陸小鳳不好意思的摸摸胡子,道:【只是我到現在卻還不知道那個幕後主謀到底是誰,不過......我想雲教主應該已經知道了,我說的對麽?】

雲智聞言,藍色的眸子一冷。

陸小鳳見雲智的表情略有變化,便接著道:【花家六公子花嵐閣曾經說過,能夠掌握回魂丹煉制之密,手握點燃聖火的藍火石的,除了教主之外,就只有大祭司一人,敢問貴教大祭司,現在何處?】

【你若問現任大祭司,那麽他就在你面前。】雲智悠悠道。

陸小鳳瞪大了眼睛:【大祭司就是你?】

【是我。】雲智依舊沒有任何情緒。

陸小鳳看著他。

【呵,】雲智無奈的一笑,道,【現任大祭司雖是我一人兼任,但前任大祭司卻還活著。這件事,恐怕就是他做的。】

【那就請他出來如何?】陸小鳳道。

雲智搖了搖頭,道:【不是我有意相護,而是前任大祭司,他已不在我教內。】

【走了?】

【若非叛教而去,他又豈會變成前任。】雲智苦笑道。

【那他現在何處?】陸小鳳追問。

【他到底身在何處,我也不知道,】雲智沈吟了一會道,【前任大祭司,名叫雲縱,本是我同胞弟弟,三年前,因為愛上了一個女子,竟不顧教規鐵律,與那女子叛教出逃。】

【卻不知那女子是......】

【那女子是中土人士,名叫慕珺瑤,我只知他們離開拜火教後,創立了一個名叫‘聆花閣’的組織,盤踞關東一帶。】雲智悠悠道,卻聽的眾人一震。

聆花閣......

果然是聆花閣......葉孤城一開始的猜測,完全沒有錯。

只是這聆花閣,究竟是一個什麽樣的組織?

【既然如此,一切誤會都已經解除,那我們就告辭了。】陸小鳳站起身,朝著雲智施了一禮。
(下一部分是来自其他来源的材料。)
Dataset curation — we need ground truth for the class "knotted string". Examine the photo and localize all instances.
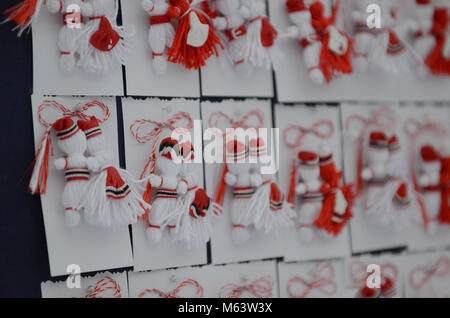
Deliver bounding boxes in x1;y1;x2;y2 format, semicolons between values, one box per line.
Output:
219;276;274;298
83;276;122;298
139;279;204;298
405;118;447;231
409;256;450;296
345;107;397;197
287;262;337;298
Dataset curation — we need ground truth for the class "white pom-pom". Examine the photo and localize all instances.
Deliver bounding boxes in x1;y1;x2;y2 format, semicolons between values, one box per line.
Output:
65;210;80;227
231;227;250;245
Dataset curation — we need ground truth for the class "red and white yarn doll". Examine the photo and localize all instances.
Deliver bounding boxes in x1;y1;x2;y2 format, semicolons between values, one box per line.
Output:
351;0;384;73
314;143;355;236
46;0;93;72
368;1;421;75
78;0;134;73
78;116;151;227
167;0;224;69
214;140;262;245
4;0;46;36
141;0;175;75
174;141;215;249
416;0;450;76
238;137;296;234
130;112;193;244
286;0;353;84
239;0;281;70
213;0;253;76
418;145;443;234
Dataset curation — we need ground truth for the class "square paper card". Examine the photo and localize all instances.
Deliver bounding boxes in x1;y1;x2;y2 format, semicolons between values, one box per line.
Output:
31;95;133;276
122;98;207;271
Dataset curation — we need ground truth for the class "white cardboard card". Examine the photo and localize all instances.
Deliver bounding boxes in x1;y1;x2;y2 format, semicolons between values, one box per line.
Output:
269;0;450;102
31;95;133;276
122;98;207;271
345;253;405;298
278;259;347;298
399;103;450;251
402;251;450;298
128;261;278;298
41;271;128;298
32;2;124;96
275;104;351;261
121;0;200;97
201;99;285;264
341;103;408;253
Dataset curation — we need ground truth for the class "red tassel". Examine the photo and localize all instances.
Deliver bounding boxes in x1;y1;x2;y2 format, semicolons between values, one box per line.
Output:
287;159;297;209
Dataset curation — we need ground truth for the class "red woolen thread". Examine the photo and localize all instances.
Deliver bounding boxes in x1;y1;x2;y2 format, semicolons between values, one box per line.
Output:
405;118;447;230
139;278;204;298
287;262;337;298
219;276;274;298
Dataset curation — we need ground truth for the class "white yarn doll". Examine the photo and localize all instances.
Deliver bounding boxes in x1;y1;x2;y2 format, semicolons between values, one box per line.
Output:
214;140;262;245
295;150;329;242
79;0;133;73
286;0;353;84
368;0;421;75
146;129;186;244
213;0;253;75
243;137;296;234
351;0;384;73
174;141;214;249
78;117;151;227
53;117;89;227
141;0;175;75
46;0;93;72
418;145;441;234
239;0;281;70
359;131;389;215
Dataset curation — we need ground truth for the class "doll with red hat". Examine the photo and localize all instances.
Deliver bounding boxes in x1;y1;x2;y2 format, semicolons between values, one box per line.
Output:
239;136;295;234
78;117;150;227
173;141;215;249
141;0;175;74
74;0;134;73
286;0;353;84
314;143;355;236
418;145;442;234
167;0;223;69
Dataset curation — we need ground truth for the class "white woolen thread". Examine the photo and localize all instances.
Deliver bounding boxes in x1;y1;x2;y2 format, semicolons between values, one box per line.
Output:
141;0;175;75
78;0;134;73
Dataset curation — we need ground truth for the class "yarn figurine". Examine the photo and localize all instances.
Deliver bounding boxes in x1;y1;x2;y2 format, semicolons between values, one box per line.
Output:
46;0;93;72
167;0;224;69
286;0;353;84
78;116;151;227
79;0;133;73
141;0;175;75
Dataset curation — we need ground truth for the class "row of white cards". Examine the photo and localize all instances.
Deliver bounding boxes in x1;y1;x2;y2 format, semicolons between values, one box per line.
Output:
41;251;450;298
33;0;450;102
32;95;450;276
【好,】雲智也站起身道,【如若你們要走,我這就命人送你們入關,如若你們再來,我同樣會命人百裏相迎。】

【多謝雲教主。】陸小鳳和花滿樓他們紛紛施禮道別,西門吹雪抱起仍在昏睡的白鳥盡,一轉身,便準備隨著帶路的教徒離開拜火教教壇,可就在走上臺階的瞬間,陸小鳳突然回頭道:【雲教主,在下還有一事想要請問教主。】

【說。】雲智已經坐了回去。

【請問花嵐閣花公子,現在如何?】陸小鳳道,同時緊密的觀察著雲智的神情,希望能夠從中看出一些端倪,可雲智的表情卻如同一潭深水一般,毫無波瀾,他淡淡道:【花家少爺你不用擔心,他此時正在我教中做客,晚些時候自會離開。】

【好,多謝。】陸小鳳道,轉身快步走上臺階,拜火教一行,總算是圓滿結束。

劍神也會笑

作者有話要說:本章略萌略治愈,但求不要被紮小人!!! 入了關,一路沿著長城走,從最西走到最東,差不多就算到了。
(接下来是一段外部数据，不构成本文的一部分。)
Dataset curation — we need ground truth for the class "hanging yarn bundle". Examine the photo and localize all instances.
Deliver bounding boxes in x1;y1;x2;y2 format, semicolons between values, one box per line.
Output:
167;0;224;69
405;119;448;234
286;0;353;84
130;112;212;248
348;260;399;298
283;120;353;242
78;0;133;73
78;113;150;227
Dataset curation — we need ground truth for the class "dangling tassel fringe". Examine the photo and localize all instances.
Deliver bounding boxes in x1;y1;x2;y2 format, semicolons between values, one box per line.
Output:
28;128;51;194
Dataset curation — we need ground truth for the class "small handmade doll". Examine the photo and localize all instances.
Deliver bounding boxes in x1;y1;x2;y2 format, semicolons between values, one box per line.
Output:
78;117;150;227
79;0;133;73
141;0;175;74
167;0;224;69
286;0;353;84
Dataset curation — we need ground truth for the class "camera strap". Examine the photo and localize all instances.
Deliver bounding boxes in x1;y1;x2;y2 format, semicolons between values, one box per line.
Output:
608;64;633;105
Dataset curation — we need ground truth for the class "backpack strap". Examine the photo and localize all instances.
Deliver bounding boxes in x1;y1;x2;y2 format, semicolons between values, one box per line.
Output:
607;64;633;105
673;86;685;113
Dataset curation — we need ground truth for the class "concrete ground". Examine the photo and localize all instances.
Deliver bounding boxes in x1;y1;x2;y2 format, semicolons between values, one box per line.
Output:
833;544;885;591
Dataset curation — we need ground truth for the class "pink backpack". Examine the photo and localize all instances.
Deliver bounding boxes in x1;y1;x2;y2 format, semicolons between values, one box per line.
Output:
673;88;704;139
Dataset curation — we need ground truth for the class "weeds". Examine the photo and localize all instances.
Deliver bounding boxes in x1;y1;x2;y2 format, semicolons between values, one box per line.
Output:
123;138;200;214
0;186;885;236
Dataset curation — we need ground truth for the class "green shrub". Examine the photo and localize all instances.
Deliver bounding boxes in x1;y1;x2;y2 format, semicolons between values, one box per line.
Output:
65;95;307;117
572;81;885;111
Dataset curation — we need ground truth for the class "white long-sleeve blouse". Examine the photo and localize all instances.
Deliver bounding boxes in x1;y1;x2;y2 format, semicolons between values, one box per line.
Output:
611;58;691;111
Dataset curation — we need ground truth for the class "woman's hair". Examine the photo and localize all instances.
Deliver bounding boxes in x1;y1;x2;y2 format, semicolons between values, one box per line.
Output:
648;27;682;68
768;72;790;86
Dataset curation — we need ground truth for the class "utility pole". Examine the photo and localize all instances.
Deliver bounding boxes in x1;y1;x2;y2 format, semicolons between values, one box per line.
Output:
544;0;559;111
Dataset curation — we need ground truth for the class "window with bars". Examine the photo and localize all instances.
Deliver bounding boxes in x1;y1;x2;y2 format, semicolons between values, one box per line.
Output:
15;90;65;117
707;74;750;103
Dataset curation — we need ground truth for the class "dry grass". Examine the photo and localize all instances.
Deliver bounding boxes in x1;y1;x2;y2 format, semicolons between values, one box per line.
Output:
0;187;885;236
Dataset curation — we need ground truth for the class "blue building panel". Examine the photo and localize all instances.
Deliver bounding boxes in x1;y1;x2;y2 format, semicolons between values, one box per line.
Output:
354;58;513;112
騎在馬上晃晃悠悠,心裏盤算著距離,再想想走的都是這苦寒的北界,陸小鳳簡直就要趴在馬背上哭起來了。

況且他所得到的地址,只不過是雲智口中的【山海關外】四個字,須知這關東地區那是何等的遼闊啊,要在這麽大片黑土地上找一個人,任他是陸小鳳,估計也沒了轍。

【西門吹雪怎麽不和我們同行?】葉孤城悠悠來了這麽一句,真是哪兒疼戳哪兒。

花滿樓聞言,果然神色變了變,但仍然保持著微笑,淡淡道:【西門順路回了萬梅山莊,白姑娘身受重傷,需要休養。】

葉孤城瞇起雙眼,道:【所以西門吹雪就帶著白鳥盡回家了?你放心?】

【有什麽不放心的,】花滿樓道,【他是什麽樣的人,我很清楚。】

【不過話說回來啊花滿樓,我也覺得西門吹雪對那個白鳥盡,有些好的異常,你要當心!】陸小鳳也開始煽風點火。
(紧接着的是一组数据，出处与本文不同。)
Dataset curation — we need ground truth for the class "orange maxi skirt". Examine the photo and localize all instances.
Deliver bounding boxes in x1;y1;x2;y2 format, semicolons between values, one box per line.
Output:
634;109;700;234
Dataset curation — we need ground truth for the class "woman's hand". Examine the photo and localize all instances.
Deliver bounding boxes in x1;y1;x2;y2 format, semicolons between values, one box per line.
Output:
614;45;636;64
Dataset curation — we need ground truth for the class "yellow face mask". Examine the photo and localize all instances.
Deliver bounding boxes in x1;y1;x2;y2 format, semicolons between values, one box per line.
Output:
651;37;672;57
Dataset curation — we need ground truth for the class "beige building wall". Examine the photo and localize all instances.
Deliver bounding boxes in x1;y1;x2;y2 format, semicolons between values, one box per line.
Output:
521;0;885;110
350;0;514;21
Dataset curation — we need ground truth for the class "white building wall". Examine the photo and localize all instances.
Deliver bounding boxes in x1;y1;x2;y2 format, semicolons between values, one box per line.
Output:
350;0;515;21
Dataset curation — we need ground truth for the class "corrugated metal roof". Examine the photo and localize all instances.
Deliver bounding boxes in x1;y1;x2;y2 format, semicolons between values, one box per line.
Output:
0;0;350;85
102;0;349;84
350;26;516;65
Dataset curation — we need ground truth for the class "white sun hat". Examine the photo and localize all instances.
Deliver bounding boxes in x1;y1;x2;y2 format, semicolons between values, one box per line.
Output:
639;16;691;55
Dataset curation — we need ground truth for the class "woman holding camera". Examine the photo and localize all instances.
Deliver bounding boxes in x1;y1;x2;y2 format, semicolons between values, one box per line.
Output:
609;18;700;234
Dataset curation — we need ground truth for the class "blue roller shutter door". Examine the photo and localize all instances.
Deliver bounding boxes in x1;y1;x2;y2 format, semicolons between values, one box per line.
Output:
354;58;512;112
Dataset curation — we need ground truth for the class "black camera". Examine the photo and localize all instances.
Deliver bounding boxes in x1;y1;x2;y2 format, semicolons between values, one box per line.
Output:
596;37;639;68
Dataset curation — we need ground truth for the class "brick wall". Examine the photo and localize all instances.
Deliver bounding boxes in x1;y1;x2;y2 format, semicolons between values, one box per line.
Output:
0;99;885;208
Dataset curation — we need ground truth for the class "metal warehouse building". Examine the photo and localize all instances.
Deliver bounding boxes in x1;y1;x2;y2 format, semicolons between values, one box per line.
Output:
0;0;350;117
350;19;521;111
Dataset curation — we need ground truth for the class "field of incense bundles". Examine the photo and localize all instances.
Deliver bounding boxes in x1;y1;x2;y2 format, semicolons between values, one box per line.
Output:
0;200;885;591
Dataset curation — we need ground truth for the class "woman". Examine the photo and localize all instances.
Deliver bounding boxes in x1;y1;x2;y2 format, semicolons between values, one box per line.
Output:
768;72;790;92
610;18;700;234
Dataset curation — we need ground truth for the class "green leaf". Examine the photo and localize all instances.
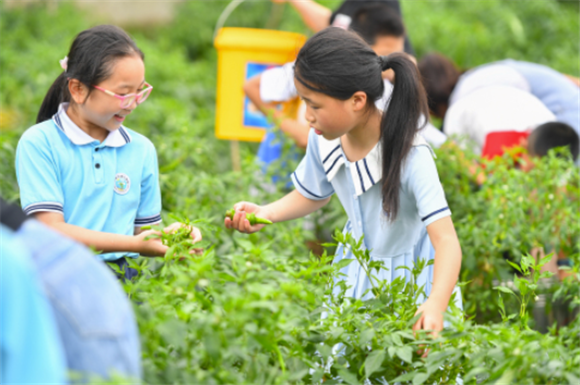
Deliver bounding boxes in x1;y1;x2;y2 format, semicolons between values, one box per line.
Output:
393;372;417;383
338;368;361;385
413;373;429;385
335;259;354;270
493;286;517;297
395;346;413;364
391;333;403;346
463;368;487;383
365;350;385;378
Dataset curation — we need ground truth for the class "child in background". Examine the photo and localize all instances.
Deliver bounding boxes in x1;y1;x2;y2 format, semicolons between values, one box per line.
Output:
272;0;415;55
16;25;201;278
419;53;580;135
224;27;461;330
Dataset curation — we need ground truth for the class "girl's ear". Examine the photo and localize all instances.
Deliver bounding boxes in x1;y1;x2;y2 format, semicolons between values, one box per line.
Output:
68;79;89;104
350;91;367;112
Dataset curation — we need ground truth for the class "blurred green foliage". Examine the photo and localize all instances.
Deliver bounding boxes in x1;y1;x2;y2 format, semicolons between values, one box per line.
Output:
0;0;580;384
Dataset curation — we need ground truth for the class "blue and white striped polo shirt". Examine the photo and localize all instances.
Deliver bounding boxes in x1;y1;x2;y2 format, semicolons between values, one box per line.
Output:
16;103;161;261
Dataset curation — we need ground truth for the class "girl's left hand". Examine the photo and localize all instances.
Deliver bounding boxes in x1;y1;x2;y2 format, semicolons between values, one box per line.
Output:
163;222;203;255
413;299;445;337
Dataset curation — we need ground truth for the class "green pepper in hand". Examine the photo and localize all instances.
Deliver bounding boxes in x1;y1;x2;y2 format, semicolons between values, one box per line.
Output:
226;209;272;226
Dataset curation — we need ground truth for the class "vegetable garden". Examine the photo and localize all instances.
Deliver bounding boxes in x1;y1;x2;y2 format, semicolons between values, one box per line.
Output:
0;0;580;385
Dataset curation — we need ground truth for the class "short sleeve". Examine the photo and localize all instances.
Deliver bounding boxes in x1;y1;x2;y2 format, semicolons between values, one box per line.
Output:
292;130;334;200
135;141;161;227
404;146;451;226
16;128;64;215
260;62;298;103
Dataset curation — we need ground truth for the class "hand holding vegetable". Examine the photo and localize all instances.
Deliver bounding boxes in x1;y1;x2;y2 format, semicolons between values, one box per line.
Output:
224;202;272;234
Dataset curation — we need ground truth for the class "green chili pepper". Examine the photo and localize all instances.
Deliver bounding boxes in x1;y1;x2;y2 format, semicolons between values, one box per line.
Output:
226;209;272;226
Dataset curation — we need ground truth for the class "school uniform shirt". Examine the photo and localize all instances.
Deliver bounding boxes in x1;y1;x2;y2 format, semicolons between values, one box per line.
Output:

花滿樓苦笑:【你們兩個這話說的,怎麽好像我是個勾心鬥角的小媳婦似的。】

【你不留個心眼兒,小心西門吹雪真的被狐貍精勾走!】陸小鳳狠狠的威脅道。

【哎呀,】花滿樓無奈道,【陸小鳳,你就算無聊也不要這麽胡說八道,西門對那個白姑娘確實不一般,不過以我的感覺,並不是你們想的原因,他們兩個之間,一定有些別的關系。】

【這你都看得出來?】陸小鳳道。

【看,是看不到的,但我感覺得到。】花滿樓說完,一拍馬屁股,把陸小鳳甩在後面,不跟他廢話了。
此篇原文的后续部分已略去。